Despite encouraging progress in retention and compensation, Texas continues to face significant educator pipeline challenges.

While more educators became certified in 2025–26 — approximately 2,000 more than the previous year — the state still faces a gap of roughly 27,000 teachers between newly certified educators and statewide hiring needs.

Preparation and certification gaps also remain concentrated in key areas of the workforce, particularly among early-career educators and high-need teaching assignments.

In 2025–26:

  • Approximately 11.9% of Texas teachers were uncertified
  • High school Career and Technical Education (CTE) classrooms had the highest concentration of uncertified teachers at 23.2%
  • Core elementary classrooms accounted for roughly 41,000 uncertified teachers statewide due to the sheer scale of hiring needs

Data also shows that certification strongly correlates with teacher retention:

  • Approximately 63% of certified teachers remain in classrooms after five years
  • Only 39% of uncertified teachers remain by year five

Research and statewide trend data also suggest that higher concentrations of uncertified teachers are associated with lower student performance outcomes.

To address these challenges, districts across Texas are increasingly investing in mentorship programs, teacher residency and Grow Your Own models, and structured certification support designed to help educators successfully enter and remain in the profession.

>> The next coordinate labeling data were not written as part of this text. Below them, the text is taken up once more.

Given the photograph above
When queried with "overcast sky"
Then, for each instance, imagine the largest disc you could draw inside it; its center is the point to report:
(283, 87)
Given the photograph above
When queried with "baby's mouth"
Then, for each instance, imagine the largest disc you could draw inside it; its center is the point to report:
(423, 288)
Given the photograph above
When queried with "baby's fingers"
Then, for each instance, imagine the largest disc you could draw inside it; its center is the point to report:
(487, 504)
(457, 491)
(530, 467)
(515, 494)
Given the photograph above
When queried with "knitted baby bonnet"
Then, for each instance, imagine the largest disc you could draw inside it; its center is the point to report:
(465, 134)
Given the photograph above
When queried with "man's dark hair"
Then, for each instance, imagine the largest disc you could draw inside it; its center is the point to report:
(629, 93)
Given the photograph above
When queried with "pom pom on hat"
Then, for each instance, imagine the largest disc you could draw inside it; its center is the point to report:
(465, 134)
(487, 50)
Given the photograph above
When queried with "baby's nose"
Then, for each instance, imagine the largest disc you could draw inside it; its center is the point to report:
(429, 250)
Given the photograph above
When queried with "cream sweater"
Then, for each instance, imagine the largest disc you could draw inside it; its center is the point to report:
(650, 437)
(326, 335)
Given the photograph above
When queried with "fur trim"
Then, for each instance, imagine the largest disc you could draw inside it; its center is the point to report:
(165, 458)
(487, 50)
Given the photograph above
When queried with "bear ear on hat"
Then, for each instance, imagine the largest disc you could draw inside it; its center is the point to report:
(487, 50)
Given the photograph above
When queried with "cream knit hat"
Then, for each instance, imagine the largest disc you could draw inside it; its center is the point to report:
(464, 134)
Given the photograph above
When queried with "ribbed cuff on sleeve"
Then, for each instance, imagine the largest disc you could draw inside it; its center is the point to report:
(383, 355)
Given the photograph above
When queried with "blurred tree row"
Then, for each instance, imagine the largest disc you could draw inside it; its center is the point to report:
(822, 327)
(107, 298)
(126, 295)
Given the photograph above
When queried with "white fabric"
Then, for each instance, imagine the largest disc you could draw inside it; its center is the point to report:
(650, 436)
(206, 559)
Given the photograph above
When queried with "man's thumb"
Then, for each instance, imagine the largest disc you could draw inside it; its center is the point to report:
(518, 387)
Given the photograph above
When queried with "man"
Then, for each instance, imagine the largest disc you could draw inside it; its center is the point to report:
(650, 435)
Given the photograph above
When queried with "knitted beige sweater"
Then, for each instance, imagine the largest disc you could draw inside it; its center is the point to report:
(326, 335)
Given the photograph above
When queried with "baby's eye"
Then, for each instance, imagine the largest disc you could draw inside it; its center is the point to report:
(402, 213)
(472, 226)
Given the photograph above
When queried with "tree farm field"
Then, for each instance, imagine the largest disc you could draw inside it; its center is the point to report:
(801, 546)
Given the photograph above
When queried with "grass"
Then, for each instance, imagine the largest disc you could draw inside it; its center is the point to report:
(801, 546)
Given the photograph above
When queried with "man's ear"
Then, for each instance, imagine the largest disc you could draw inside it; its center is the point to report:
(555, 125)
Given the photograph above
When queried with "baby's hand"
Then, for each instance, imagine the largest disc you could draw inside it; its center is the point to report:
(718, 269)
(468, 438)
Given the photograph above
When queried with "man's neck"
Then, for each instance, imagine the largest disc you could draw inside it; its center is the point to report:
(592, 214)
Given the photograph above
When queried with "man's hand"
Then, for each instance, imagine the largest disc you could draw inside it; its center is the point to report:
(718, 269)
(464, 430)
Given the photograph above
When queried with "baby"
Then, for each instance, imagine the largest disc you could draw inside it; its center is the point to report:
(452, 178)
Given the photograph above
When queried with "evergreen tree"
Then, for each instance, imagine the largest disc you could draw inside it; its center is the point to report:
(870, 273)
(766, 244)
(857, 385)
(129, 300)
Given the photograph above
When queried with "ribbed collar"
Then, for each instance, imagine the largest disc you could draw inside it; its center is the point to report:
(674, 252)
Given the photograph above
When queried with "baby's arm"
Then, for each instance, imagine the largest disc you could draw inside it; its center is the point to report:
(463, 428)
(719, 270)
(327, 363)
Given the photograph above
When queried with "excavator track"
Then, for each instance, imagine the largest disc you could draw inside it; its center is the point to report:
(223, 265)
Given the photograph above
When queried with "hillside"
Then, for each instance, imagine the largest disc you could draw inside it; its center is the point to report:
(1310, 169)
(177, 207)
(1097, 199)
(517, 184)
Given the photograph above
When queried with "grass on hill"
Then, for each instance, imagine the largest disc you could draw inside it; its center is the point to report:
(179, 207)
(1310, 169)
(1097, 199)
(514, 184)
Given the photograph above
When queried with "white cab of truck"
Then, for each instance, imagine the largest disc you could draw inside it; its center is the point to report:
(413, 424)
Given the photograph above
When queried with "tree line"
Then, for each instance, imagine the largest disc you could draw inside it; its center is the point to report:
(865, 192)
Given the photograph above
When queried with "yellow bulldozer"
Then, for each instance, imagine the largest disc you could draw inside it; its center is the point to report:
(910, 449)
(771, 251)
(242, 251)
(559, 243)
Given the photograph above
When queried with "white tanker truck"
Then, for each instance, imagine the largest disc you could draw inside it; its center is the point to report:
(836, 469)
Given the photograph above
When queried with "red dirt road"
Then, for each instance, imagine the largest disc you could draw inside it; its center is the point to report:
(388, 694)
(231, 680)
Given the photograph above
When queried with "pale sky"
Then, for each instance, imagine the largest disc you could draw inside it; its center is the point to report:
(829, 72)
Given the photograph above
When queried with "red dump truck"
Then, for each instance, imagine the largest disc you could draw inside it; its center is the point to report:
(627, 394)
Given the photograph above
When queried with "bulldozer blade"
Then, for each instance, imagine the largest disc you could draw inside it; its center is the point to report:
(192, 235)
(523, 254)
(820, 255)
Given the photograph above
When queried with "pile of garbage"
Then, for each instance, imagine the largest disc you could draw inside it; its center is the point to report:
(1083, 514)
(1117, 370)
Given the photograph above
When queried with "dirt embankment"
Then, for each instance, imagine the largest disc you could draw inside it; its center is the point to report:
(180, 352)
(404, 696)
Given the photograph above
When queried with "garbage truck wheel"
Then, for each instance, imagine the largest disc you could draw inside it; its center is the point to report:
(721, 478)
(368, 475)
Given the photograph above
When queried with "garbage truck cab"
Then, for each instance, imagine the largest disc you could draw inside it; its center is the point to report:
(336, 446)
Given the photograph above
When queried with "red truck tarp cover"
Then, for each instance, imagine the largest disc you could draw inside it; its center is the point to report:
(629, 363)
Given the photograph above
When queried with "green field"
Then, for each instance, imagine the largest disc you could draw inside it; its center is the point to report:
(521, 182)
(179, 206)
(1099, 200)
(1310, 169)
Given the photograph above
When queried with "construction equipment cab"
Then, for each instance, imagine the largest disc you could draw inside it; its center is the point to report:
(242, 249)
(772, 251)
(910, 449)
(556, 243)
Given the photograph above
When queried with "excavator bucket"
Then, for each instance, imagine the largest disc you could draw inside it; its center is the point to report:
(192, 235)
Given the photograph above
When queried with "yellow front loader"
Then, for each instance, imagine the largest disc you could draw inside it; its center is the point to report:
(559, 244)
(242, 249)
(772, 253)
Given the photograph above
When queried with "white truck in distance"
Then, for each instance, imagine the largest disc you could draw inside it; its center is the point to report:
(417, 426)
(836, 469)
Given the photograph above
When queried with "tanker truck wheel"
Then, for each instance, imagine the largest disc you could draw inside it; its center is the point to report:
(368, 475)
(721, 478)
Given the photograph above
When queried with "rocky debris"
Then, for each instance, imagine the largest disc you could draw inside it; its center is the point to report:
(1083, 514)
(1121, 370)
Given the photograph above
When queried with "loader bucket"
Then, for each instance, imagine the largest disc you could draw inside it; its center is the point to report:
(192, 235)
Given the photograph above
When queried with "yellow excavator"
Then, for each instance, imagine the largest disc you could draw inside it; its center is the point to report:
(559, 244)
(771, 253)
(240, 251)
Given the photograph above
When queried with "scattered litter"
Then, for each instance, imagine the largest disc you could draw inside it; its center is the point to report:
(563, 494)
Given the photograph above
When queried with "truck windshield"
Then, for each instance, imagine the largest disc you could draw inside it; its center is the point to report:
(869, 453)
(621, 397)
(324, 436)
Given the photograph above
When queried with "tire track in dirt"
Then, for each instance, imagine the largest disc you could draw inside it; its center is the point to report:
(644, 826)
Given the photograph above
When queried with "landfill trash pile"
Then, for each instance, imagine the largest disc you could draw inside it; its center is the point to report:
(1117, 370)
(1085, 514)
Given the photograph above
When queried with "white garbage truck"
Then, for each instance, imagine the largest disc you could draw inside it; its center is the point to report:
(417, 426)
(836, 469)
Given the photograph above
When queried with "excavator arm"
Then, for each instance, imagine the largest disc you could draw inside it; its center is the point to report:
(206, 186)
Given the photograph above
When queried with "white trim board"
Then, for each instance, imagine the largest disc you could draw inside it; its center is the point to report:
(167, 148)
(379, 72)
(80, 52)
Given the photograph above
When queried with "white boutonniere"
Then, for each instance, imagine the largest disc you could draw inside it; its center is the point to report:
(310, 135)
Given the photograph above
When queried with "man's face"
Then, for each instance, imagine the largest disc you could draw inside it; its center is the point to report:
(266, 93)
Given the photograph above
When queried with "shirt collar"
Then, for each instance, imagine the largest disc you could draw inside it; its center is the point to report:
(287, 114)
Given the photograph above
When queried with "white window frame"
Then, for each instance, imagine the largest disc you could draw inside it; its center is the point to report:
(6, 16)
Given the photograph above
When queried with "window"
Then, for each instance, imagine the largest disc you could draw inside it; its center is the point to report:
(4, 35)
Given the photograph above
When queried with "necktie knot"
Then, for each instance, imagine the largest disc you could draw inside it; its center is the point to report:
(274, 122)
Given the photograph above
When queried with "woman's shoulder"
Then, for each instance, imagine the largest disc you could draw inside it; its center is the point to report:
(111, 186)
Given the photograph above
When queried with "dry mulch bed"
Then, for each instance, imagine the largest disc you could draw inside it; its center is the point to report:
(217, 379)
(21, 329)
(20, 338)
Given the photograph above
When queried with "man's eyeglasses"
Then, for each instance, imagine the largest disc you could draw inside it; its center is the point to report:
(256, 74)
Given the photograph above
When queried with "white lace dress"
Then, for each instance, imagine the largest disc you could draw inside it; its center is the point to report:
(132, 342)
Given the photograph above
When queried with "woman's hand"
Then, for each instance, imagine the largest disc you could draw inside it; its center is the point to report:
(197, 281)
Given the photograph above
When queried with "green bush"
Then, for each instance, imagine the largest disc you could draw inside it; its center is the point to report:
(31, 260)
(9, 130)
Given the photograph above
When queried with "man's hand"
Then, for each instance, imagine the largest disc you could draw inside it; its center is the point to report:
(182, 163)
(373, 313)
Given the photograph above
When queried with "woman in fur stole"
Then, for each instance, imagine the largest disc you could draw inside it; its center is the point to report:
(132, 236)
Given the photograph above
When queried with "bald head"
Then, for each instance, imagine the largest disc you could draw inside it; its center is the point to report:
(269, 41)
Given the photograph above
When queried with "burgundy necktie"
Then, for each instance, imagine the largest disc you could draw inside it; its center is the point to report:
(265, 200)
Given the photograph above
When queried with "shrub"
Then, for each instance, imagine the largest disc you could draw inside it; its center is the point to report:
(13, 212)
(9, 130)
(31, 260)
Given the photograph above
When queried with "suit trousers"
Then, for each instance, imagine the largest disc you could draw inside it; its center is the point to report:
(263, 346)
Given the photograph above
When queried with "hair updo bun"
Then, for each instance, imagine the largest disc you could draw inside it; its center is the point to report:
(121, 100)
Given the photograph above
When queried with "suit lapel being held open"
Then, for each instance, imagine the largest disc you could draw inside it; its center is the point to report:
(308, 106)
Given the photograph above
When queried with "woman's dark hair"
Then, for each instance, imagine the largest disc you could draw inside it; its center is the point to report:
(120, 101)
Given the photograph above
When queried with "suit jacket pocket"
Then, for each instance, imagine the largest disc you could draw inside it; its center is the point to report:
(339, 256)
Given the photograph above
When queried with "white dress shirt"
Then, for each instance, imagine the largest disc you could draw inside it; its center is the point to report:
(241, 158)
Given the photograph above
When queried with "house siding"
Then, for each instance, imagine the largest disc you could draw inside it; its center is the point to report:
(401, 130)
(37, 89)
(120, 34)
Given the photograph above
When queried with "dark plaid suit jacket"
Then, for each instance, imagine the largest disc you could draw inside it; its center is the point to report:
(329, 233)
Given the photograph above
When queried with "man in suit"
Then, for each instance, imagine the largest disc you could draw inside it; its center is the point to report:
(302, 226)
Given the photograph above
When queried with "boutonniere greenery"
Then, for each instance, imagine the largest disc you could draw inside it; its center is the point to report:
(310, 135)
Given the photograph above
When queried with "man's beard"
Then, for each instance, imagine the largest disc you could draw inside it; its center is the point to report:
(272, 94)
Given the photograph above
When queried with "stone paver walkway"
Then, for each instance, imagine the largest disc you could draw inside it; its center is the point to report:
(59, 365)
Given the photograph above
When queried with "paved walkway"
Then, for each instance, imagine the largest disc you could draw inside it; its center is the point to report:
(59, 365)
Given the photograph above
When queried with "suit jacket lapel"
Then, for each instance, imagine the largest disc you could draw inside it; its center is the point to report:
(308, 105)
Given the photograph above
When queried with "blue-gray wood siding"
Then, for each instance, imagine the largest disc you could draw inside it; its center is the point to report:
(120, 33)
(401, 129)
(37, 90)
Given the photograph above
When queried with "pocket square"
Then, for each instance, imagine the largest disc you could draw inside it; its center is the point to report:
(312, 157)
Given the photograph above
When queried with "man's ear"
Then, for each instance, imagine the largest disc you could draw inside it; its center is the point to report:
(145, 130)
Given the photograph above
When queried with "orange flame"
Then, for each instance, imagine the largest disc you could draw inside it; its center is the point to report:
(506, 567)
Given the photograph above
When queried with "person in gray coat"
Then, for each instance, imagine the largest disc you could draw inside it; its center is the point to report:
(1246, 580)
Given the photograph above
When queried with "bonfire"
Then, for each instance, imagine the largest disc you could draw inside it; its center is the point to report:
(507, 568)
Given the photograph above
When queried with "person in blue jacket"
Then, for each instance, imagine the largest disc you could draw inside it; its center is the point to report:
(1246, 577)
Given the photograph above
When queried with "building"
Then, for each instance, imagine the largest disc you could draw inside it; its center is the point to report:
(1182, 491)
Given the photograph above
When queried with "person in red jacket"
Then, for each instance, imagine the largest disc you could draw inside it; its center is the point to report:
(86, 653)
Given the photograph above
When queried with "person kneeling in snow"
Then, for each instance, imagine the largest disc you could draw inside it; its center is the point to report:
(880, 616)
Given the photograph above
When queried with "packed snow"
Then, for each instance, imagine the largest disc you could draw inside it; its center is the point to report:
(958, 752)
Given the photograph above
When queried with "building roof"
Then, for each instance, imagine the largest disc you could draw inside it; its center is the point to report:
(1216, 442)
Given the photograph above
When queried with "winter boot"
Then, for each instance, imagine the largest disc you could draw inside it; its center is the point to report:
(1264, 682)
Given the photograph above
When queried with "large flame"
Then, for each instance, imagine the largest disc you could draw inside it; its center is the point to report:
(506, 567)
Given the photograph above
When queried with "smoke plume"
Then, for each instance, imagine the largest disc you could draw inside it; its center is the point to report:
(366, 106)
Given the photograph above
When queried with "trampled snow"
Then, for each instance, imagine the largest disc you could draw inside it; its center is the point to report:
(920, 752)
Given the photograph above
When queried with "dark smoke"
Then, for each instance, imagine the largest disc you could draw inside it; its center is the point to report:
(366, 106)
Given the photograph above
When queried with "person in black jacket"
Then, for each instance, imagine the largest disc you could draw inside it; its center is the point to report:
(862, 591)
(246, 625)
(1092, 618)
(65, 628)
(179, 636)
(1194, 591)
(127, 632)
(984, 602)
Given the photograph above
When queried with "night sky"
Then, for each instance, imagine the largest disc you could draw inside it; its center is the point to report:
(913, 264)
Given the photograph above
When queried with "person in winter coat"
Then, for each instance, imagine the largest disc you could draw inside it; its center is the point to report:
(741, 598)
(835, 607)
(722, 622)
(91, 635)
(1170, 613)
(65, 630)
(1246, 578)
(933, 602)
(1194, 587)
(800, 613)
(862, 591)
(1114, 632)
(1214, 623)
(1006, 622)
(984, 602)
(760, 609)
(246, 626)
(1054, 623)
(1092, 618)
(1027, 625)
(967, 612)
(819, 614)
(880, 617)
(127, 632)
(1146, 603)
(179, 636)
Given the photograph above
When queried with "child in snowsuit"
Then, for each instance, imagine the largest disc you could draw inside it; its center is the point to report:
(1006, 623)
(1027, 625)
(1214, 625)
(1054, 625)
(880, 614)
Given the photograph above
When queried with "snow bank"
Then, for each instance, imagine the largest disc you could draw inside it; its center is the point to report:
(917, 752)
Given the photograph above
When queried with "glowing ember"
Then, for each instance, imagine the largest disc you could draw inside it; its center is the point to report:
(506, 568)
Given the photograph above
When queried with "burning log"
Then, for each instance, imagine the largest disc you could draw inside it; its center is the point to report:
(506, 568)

HB2’s PREP Allotment strengthens this work by providing targeted funding for districts and partners to build and sustain these pipelines from recruitment through early career support.

Leadership Stability Matters Too

Teacher retention is not only influenced by classroom conditions. School leadership stability also plays a significant role in educator support and student outcomes.

In 2025–26:

  • Teacher attrition statewide was 12.08%
  • Principal attrition reached 18.7%
  • Superintendent attrition reached 14.55%

These trends highlight the importance of investing not only in teachers, but also in the school leaders responsible for building strong instructional environments and workplace conditions that support educator success.

Supporting Teachers Is a Long-Term Commitment

Teacher Appreciation Week provides an important opportunity to celebrate the educators who shape the lives of students every day. But it also serves as a reminder that appreciation alone is not enough.

Strong schools depend on strong educators. And strong educator pipelines require:

  • competitive compensation,
  • effective preparation pathways,
  • leadership stability,
  • ongoing professional growth
  • and sustained investment in the teaching profession.

As Texas schools close out another academic year and prepare for the next, the conversation around teacher retention, workforce sustainability and student success is likely to remain one of the most important education issues facing the state.

Additional educator workforce data and district trends can be explored through Commit Partnership’s Teacher Summary Dashboard and Commit Partnership’s Student-to-Teacher Ratio Dashboard.